AFAIK,
The concept of partitions and (consumer) groups in kafka was introduced to implement parallelism. I am working with kafka through python. I have a certain topic, which has (say) 2 partitions. This means, if I start a consumer group with 2 consumers in it, they will be mapped(subscribed) to different partitions.
But, using kafka
library in python, I came across a weird issue. I started 2 consumers with essentially the same group-ids, and started the threads for them to consume messages.
But, every message in the kafka-stream is being consumed by both of them !! This seems ridiculous to me, and even conceptually incorrect. Is there anyway I can map the consumers to certain (distinct) partitions manually (if they are not mapped to different partitions automatically)?
Here is the code:
from kafka import KafkaConsumer
import thread
def con1(consumer):
for msg in consumer:
print msg
consumer1 = KafkaConsumer('k-test', group_id='grp1', bootstrap_servers=['10.50.23.120:9092'])
consumer2 = KafkaConsumer('k-test', group_id='grp1', bootstrap_servers=['10.50.23.120:9092'])
thread.start_new_thread(con1, (consumer1,))
thread.start_new_thread(con1, (consumer2,))
Here is the output for some messages that I produced using kafka-console-producer:
ConsumerRecord(topic=u'k-test', partition=0, offset=47, timestamp=None, timestamp_type=None, key=None, value='polki')
ConsumerRecord(topic=u'k-test', partition=0, offset=47, timestamp=None, timestamp_type=None, key=None, value='polki')
ConsumerRecord(topic=u'k-test', partition=0, offset=48, timestamp=None, timestamp_type=None, key=None, value='qwewrg')

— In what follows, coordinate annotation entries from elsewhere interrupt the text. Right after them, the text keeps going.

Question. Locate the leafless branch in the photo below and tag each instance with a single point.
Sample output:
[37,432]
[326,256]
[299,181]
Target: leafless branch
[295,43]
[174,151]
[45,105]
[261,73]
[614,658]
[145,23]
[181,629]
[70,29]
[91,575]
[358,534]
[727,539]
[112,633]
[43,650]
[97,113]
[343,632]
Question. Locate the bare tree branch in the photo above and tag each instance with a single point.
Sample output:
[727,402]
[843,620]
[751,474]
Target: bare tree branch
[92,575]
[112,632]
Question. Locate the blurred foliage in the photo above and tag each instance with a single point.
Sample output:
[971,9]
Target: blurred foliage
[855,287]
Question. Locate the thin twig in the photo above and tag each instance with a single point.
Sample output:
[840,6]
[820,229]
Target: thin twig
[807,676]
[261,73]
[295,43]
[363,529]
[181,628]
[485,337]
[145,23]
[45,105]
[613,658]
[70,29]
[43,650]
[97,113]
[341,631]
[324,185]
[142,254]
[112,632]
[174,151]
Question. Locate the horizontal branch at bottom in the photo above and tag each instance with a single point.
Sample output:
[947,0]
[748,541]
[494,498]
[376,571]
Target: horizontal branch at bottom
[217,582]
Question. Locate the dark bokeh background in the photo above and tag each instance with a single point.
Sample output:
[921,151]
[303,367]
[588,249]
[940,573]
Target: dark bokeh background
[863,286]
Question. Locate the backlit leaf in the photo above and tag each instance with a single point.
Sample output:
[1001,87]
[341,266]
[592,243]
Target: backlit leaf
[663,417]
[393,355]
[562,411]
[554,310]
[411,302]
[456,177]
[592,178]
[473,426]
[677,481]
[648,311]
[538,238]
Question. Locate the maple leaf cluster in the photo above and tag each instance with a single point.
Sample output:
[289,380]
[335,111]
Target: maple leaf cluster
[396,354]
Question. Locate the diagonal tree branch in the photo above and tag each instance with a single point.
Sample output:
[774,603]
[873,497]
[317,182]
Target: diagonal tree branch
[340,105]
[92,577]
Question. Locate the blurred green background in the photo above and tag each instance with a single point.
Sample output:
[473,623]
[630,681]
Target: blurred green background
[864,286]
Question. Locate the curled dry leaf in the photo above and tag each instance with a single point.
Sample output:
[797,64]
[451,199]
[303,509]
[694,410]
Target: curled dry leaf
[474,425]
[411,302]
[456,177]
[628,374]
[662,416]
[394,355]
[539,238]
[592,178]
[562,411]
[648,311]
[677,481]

ConsumerRecord(topic=u'k-test', partition=0, offset=48, timestamp=None, timestamp_type=None, key=None, value='qwewrg')
ConsumerRecord(topic=u'k-test', partition=0, offset=49, timestamp=None, timestamp_type=None, key=None, value='shgjas')
ConsumerRecord(topic=u'k-test', partition=0, offset=49, timestamp=None, timestamp_type=None, key=None, value='shgjas')
while expected was one of each. BTW, this topic k-test
has 2 partitions.